Reserved HGX Clusters for Training
Lambda customer at Iambic Therapeutics on GPU infrastructure choices for ML training and inference
Reliable on-demand clusters remain rare because training needs a very specific kind of cloud product, not just spare GPUs. Teams like Iambic need identical machines, fast InfiniBand links, NVIDIA reference designs like HGX, and guaranteed access for months at a time so large jobs do not stall halfway through. That pushes serious training buyers toward reserved contracts, while on-demand cloud is still mostly good for single nodes, lighter experiments, or production inference.
-
Iambic separates training from inference because the bottlenecks are different.
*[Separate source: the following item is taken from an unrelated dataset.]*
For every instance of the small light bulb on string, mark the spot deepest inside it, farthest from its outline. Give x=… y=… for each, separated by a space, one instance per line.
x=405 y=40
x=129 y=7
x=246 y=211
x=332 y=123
Training wants fixed clusters reserved 24, 7 for 18 months or longer, while inference wants smaller GPUs that can spin up instantly inside mature services like S3, EC2, EKS, and Terraform based workflows on AWS.
-
The practical gap is interconnect quality and scheduling, not raw chip access alone. In late 2023, Iambic found AWS and Oracle could not deliver the InfiniBand quality it needed on the right timeline, while Lambda and CoreWeave would customize cluster specs and still came in cheaper per GPU hour.
-
This creates a split market. NeoClouds like Lambda win reserved training spend with lower prices and more willingness to build bespoke clusters, while hyperscalers and production focused platforms win inference and customer facing workloads because autoscaling, uptime, APIs, security, and operational tooling matter more there than the cheapest H100 hour.
The next step is turning reserved training clusters into a cleaner self serve product. If providers like Lambda can make multi node HGX clusters feel as easy to request as a normal cloud instance, more training workloads move on demand. Until then, reserved capacity and long lead time procurement remain the default for teams doing serious model development.